2. Salvo che il fatto costituisca più grave reato, chiunque, al
fine di trarne per sè o per altri profitto o di recare ad altri un
danno, procede al trattamento di dati personali in violazione di
quanto disposto dagli articoli 17, 20, 21, 22, commi 8 e 11, 25, 26,
27 e 45, è punito, se dal fatto deriva nocumento, con la reclusione
da uno a tre anni.
Art. 168
(Falsità nelle dichiarazioni e notificazioni al Garante)
1. Chiunque, nella notificazione di cui all'articolo 37 o in
comunicazioni, atti, documenti o dichiarazioni resi o esibiti in un
procedimento dinanzi al Garante o nel corso di accertamenti, dichiara
o attesta falsamente notizie o circostanze o produce atti o documenti
falsi, è punito, salvo che il fatto costituisca più grave reato,
con la reclusione da sei mesi a tre anni.
Art. 169
(Misure di sicurezza)
1. Chiunque, essendovi tenuto, omette di adottare le misure minime
previste dall'articolo 33 è punito con l'arresto sino a due anni o
con l'ammenda da diecimila euro a cinquantamila euro.

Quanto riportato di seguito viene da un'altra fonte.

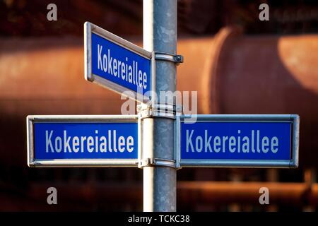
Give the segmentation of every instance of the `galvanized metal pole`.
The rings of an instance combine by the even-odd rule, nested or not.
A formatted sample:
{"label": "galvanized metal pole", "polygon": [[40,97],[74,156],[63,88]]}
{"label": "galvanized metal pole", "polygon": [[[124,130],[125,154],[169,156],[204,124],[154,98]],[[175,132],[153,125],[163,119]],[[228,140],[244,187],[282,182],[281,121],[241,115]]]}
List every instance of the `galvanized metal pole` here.
{"label": "galvanized metal pole", "polygon": [[[176,54],[177,0],[143,0],[143,47]],[[160,100],[160,91],[175,91],[176,65],[168,61],[157,61],[155,64],[157,101],[167,103]],[[144,119],[143,145],[147,157],[173,160],[174,119]],[[175,168],[143,167],[143,210],[176,211]]]}

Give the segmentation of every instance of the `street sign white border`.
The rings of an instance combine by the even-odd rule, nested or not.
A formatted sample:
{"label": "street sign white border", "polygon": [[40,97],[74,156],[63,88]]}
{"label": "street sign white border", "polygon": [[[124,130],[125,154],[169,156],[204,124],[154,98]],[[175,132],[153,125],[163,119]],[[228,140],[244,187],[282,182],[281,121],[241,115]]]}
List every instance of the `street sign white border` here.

2. All'autore del reato, all'atto dell'accertamento o, nei casi
complessi, anche con successivo atto del Garante, è impartita una
prescrizione fissando un termine per la regolarizzazione non
eccedente il periodo di tempo tecnicamente necessario, prorogabile in
caso di particolare complessità o per l'oggettiva difficoltà
dell'adempimento e comunque non superiore a sei mesi. Nei sessanta
giorni successivi allo scadere del termine, se risulta l'adempimento
alla prescrizione, l'autore del reato è ammesso dal Garante a pagare
una somma pari al quarto del massimo dell'ammenda stabilita per la
contravvenzione. L'adempimento e il pagamento estinguono il reato.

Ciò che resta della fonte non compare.